On a genetic level, CAME influenced genes associated with cell death, activating pro-apoptotic genes while shutting down those that prevent cell death.
This supports the observed effects, showing that CAME doesn't just kill cells randomly; it drives them into a specific self-destruction pathway.
To sum up in simpler terms, this research suggests that fermented stevia could be a promising new avenue for effective cancer treatment, particularly for hard-to-treat pancreatic cancer.
What is stevia?
Stevia is a sweet sugar substitute that is about 50 to 300 times sweeter than sugar.
It is extracted from the leaves of Stevia rebaudiana, a plant (shrub) native to tropical and subtropical America, and areas of Paraguay and Brazil. The active compounds in stevia are steviol glycosides, and the leaves may be used as a calorie-free substitute for sugar. Stevia is heat-stable, pH-stable, and not fermentable.
More than just a sweetener:
Stevia is not just a substitute for sugar anymore; it's stepping up its game!

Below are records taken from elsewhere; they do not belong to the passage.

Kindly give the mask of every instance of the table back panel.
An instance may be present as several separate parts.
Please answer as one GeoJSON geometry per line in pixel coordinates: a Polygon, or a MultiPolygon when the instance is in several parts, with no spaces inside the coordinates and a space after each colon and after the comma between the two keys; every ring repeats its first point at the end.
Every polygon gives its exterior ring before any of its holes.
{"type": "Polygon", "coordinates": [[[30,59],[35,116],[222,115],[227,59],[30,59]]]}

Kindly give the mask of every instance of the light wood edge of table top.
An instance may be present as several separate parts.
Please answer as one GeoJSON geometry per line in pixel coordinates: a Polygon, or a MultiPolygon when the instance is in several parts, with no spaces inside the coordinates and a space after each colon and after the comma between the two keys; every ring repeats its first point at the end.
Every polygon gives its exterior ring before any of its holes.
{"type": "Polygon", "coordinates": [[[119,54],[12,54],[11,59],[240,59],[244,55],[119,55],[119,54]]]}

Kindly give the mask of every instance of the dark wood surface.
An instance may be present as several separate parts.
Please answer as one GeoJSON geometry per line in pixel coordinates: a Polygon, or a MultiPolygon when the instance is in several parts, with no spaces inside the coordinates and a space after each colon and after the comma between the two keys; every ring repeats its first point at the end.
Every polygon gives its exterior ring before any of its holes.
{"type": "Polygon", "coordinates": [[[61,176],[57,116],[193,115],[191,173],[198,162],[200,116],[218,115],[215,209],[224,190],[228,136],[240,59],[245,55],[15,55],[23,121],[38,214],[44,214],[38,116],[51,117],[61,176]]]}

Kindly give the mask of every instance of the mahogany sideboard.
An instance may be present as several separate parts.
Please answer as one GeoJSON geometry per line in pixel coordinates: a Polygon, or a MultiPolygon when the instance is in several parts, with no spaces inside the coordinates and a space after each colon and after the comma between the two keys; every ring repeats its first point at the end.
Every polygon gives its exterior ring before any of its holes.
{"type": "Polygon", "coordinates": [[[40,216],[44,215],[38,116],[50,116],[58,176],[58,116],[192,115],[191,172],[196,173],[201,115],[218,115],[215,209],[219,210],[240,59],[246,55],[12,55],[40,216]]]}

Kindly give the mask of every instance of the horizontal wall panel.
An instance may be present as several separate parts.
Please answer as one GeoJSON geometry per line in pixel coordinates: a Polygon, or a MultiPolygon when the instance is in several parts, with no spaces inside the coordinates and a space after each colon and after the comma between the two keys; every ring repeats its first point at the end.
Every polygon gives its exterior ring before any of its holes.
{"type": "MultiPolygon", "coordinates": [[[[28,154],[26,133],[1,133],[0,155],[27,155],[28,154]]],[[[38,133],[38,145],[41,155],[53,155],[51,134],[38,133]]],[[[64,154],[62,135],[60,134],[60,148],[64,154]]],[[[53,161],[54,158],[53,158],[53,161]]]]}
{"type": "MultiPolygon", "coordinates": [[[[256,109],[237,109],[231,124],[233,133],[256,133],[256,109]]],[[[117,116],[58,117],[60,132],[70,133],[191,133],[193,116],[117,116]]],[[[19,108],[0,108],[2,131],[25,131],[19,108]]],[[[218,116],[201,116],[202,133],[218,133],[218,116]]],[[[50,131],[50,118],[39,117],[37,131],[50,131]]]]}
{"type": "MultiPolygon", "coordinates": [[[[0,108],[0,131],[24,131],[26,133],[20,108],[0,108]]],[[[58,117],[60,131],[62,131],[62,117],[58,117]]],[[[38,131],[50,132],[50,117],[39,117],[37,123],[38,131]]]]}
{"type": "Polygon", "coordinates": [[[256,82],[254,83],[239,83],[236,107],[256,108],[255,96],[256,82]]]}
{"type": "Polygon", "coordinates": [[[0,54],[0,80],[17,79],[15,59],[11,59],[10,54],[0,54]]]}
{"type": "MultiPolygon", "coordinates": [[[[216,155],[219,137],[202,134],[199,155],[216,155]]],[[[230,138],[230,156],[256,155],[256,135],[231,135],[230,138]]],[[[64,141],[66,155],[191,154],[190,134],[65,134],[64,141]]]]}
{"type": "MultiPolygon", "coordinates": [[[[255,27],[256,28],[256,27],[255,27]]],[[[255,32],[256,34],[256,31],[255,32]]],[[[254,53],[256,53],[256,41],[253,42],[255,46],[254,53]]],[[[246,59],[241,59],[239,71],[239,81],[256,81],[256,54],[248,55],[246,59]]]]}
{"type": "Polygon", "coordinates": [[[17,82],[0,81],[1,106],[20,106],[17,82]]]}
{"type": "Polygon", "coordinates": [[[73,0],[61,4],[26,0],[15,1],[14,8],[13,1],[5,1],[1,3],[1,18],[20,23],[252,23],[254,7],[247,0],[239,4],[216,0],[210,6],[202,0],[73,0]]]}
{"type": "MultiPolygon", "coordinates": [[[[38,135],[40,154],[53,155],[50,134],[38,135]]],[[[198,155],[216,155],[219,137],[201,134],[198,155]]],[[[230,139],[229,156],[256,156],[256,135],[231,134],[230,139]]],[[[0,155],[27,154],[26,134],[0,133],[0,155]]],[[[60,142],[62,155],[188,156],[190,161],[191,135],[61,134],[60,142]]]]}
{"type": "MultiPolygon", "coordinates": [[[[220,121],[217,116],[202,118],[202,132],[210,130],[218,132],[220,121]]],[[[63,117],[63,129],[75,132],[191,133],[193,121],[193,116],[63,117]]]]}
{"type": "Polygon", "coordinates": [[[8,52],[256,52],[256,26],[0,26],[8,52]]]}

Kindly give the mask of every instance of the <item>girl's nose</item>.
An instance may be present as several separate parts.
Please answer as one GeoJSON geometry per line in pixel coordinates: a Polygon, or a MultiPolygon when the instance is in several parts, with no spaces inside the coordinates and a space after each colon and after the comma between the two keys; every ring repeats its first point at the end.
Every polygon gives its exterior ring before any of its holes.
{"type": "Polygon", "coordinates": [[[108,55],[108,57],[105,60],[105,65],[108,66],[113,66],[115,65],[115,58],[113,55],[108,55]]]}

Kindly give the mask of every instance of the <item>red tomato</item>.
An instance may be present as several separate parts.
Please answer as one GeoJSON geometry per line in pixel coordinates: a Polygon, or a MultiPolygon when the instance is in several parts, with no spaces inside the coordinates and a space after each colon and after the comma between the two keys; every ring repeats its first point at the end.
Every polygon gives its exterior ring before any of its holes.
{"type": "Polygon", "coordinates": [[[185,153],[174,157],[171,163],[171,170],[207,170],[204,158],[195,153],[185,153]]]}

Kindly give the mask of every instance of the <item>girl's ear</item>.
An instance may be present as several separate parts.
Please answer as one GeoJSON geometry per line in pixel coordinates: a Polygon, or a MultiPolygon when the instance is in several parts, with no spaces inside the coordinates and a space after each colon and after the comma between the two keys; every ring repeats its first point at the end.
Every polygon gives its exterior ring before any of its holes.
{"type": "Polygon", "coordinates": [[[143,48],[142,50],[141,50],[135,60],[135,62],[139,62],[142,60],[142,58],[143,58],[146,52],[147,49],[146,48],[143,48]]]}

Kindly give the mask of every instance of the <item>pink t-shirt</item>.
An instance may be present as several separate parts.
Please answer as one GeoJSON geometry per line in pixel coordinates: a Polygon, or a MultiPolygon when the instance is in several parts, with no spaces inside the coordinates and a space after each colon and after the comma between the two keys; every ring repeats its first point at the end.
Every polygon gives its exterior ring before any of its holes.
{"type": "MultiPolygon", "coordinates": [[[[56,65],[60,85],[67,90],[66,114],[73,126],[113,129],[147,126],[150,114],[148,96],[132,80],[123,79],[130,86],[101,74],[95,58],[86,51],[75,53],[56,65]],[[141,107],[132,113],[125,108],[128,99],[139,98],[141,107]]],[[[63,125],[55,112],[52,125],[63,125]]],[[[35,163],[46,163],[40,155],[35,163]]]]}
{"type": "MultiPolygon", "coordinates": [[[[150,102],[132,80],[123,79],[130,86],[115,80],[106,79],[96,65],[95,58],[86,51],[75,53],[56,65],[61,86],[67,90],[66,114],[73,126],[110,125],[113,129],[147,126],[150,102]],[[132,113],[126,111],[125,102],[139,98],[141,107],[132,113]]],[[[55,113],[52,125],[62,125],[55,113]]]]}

Thanks to fermentation, researchers have discovered that stevia extract can be transformed into a compound that fights cancer while leaving healthy cells unharmed.
This exciting change is linked to specific enzymes from a bacterial strain called SN13T.
As per Danshiitsoodol, 'This microbial transformation was likely due to specific enzymes in the bacteria strain used.'
The findings show that this new compound, CAME, is more effective at harming cancer cells and promoting cell death in PANC-1 cells than chlorogenic acid alone.
The way ahead:
What's next for this research? The team has plans to take their work from the lab to the real world, with mouse studies coming up.
This will test if fermented stevia can work within living systems, which have complex immune responses and metabolism.
According to Danshiitsoodol, 'The present study has substantially enhanced our understanding of the mechanism of action of the Lactobacillus plantarum SN13T strain in the fermentation of herbal extracts, while also offering a valuable research perspective on the potential application of probiotics as natural anti-tumor agents.'
Going by this research, with the right microbes, even a simple leaf like stevia could become a powerful weapon against cancer. It's not bad for a sugar substitute anymore; it's a natural and valuable component with more than its sweetening qualities.